BLACK BEAUTY LOOMS
Celebrated Aussie director Bruce Beresford’s new film Ladies In Black proved a labour of love as he fulfilled a promise to an old friend
It was a film 24 years in the making, but director Bruce Beresford was determined to see Ladies In Black make it to the big screen. Based on the book The Women In Black – written by his old University of Sydney pal Madeleine St John – the film’s release this week will be the realisation of a promise made long ago, Beresford says.
“I told her I’d make the film before she died, but she let me down,” he says affectionately of the author and friend who died in 2006.
“But my enthusiasm never wavered. Unfortunately not everybody shared my enthusiasm for (the novel).
“At one point I had American investors on board but they wanted me to set the story in America. And the story would have worked in America, but I didn’t want to do that, I wanted it to stay true to Madeleine’s story and she had written it set in Australia.”
At 77, Beresford has an impressive list of acclaimed movies he has directed, spanning a career of almost 50 years, including Puberty Blues, Breaker Morant, Mao’s Last Dancer, Black Robe and Driving Miss Daisy – which won four Oscars in 1990 including Best Picture.
After an absence of almost 10 years, Ladies In Black led to the director working in Australia again.
The film follows the lives of four women who work in a fictional Sydney department store, loosely based on David Jones, during the summer of 1959.
It’s a decade in Australian history that, on one hand holds a nostalgic pull for Beresford who was a teenager in Toongabbie in the ’50s, and on the other is a source of a little disdain.
“Australia was rather boring in the 1950s, at least I found it rather boring,” he says.
“I went to London after I graduated from university in the 1960s and I’m rather glad I did because Australia then was very Anglo-Saxon, very conventional and rather stiff.
“There were no films on Sundays, and to see a film as a teenager I remember I had to travel quite far – I would go to Watsons Bay on a tram from where I lived out west because they would show old films as revival screenings there.”
But this experience didn’t hamper Beresford’s enthusiasm to make a film set in the era, which he says positively highlighted the coming of migrants and the impact their arrival had on Australian culture.

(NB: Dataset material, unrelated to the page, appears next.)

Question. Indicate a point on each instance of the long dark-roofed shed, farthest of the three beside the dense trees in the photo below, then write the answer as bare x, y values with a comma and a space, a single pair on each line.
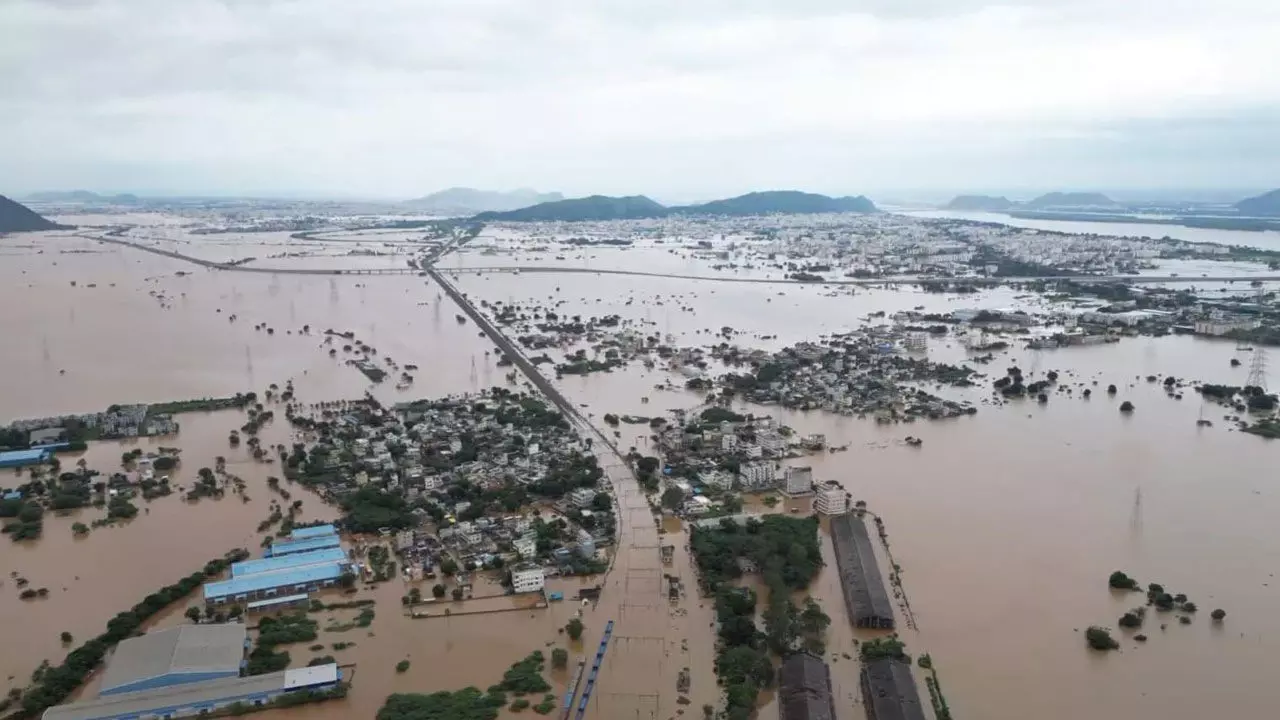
866, 599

“They changed so much for Australia, they brought new foods and so much culture to this country,” he says.
His half-century working in the film industry has given Beresford a bird’s-eye view of the business, which he has commemorated in a few memoir-style books including The Best Film I Never Made, Josh Hartnett Definitely Wants To Do This and There’s A Fax From Bruce.
The director is quite candid about his dealings with some of the biggest names in the industry, which has sometimes left him open to criticism, most famously when he said Toni Collette had overacted in the movie Japanese Story, a comment he says was totally blown out of proportion.
In fact, Beresford is entirely enthusiastic about Australian actors, in particular 17-yearold Angourie Rice who stars as suburban teen Lisa Miles in Ladies In Black.
“Angourie Rice was absolutely delightful to direct,” he says.
“She’s one of those actors who have such refined instincts, an innate sense as an actor – and at her age! And she was incredibly engaging, focused and with sheer talent on top of it all.”
Beresford, currently based in Sydney, plans on directing an opera in Melbourne in October. But he is also scouting around for his next film project – and is not at all ready to retire.
“I read every project and script sent to me, why wouldn’t I?” he asks.
“I get a few a week. Sometimes if it’s lousy I stop about a quarter of the way in. I ask myself ‘Do I really want to tie myself up for a year with this?’ which is about how long a film takes to make.” Ladies In Black opens in cinemas nationally today
Angourie Rice stars in Ladies In Black, a film following the lives of four women working in a Sydney department store in 1959.